Impariamo a considerare gli altri in base a quello che ci hanno donato e non dato.

Si tende a fare confusione tra il dare e il donare e tra il prendere e l'essere grati. In realtà, tra i due binomi c'è una differenza abissale che passa attraverso l'impostazione utilitaristica e materialistica conferita alla propria vita. A chi dà, oggi si risponde prendendo. Da qui l'espressione ogni lasciata è persa fondata sulle relazioni basate sullo scambio di merce anche corporea.
Il dono ha un diverso valore. È considerare l'altro non sulla base di quanto ci dà, non per quello che ci dà.
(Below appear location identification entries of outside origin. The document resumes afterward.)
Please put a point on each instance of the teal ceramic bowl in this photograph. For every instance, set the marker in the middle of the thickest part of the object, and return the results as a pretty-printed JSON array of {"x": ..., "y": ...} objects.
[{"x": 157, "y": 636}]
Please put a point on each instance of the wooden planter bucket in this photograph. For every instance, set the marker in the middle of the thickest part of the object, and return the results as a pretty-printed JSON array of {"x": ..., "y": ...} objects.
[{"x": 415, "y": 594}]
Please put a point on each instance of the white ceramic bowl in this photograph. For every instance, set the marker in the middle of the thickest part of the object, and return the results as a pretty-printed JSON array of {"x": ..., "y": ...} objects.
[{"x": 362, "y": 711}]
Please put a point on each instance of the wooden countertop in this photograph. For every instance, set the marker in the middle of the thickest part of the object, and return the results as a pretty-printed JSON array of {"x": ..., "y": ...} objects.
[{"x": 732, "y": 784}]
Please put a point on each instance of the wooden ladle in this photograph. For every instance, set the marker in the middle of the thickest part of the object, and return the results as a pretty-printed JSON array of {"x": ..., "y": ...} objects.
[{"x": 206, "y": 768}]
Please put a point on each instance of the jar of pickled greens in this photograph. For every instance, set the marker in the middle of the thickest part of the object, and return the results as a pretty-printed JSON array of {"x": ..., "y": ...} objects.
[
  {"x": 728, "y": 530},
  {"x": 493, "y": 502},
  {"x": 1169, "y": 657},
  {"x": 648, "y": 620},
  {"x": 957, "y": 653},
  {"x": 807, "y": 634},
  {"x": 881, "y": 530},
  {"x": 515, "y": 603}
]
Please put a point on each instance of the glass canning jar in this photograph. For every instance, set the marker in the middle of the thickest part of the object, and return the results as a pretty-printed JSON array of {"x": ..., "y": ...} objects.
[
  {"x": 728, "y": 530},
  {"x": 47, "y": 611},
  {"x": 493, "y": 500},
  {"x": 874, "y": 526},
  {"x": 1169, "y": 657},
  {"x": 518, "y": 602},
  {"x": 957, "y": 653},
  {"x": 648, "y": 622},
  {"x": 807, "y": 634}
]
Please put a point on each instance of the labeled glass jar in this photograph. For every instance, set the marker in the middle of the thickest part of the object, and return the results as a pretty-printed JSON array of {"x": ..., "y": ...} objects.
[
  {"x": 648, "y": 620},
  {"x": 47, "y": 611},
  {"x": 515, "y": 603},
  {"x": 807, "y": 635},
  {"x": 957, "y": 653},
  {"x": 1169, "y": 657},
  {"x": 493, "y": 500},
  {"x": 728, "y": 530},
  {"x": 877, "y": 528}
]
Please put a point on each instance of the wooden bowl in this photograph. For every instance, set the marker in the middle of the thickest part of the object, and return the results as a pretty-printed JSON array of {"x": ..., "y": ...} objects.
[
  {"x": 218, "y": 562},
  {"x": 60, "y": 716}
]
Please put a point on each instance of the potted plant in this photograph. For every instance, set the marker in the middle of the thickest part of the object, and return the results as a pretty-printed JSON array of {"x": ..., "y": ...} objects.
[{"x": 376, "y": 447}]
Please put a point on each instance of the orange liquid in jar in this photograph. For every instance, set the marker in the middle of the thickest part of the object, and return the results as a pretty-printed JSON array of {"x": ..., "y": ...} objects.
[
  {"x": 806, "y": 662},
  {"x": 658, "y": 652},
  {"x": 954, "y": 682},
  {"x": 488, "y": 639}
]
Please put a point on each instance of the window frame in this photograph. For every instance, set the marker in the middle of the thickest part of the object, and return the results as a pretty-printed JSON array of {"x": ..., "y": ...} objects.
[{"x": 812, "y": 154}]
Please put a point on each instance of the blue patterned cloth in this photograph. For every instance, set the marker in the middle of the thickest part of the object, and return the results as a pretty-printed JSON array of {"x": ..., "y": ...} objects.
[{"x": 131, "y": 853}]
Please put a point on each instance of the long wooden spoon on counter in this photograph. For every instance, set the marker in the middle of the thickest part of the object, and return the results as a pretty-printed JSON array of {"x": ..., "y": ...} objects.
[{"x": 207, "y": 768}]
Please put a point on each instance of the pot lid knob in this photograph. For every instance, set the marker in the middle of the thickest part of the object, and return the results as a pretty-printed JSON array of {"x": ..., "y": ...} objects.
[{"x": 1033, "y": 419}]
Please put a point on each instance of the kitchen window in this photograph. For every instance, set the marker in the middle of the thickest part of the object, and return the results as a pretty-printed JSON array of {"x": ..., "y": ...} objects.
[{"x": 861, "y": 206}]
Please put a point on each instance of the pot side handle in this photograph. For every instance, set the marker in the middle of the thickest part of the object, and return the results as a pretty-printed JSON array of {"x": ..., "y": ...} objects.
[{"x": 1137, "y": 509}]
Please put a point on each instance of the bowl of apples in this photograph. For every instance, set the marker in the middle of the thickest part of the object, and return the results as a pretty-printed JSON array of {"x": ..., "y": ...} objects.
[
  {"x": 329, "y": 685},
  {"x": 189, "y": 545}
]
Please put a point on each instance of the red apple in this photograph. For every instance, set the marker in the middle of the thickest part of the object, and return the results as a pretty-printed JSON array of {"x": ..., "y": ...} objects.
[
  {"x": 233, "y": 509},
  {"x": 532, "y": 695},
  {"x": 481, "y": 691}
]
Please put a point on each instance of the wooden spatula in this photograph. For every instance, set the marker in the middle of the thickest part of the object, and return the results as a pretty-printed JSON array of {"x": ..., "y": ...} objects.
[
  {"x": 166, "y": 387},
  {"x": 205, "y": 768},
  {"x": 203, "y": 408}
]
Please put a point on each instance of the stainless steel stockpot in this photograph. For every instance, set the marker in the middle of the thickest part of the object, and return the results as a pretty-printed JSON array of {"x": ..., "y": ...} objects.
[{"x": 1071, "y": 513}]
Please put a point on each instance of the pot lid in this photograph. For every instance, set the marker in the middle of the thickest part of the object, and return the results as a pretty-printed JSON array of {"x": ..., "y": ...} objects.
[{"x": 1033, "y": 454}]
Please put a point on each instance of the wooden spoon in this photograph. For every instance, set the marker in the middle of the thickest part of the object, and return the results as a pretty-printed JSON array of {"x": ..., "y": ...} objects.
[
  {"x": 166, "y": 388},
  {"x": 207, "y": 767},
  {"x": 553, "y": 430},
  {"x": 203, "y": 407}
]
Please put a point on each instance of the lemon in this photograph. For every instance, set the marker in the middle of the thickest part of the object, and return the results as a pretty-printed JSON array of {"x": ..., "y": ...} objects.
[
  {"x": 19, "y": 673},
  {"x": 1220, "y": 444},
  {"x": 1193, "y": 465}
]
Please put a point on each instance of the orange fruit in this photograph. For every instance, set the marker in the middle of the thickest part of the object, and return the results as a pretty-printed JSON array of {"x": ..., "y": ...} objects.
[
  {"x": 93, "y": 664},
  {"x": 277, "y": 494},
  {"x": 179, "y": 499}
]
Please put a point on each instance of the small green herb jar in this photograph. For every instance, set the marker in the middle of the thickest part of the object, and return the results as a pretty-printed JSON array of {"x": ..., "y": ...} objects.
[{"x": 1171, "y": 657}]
Il dare e il ricevere determinano un meccanismo che non tiene conto di tanti fattori e dei due attori principali: l'umiltà e la gratitudine.
Siamo grati per il gesto in sé ma non per quello che in realtà racchiude, dimenticando così l'importanza di una parola di conforto che può risollevare l'altro da una condizione di amarezza. Sottovalutando il gesto in quanto veicolo di sostegno spirituale, sottovalutiamo noi stessi e chi lo riceve, permettendo all'ingranaggio del materialismo qualitativo di permanere nella cultura relazionale.
È innaffiando l'altro di parole positive che permettiamo al bocciolo che è in lui di maturare e di fiorire rosa. Alla nostra civiltà il compito di ricordare e insegnare la gratitudine, in virtù della quale ogni passaggio verso livelli spirituali superiori sarà possibile.
Chi dona riceve perché donare è donarsi. All'altro il compito di coltivare in se stesso il seme ricevuto.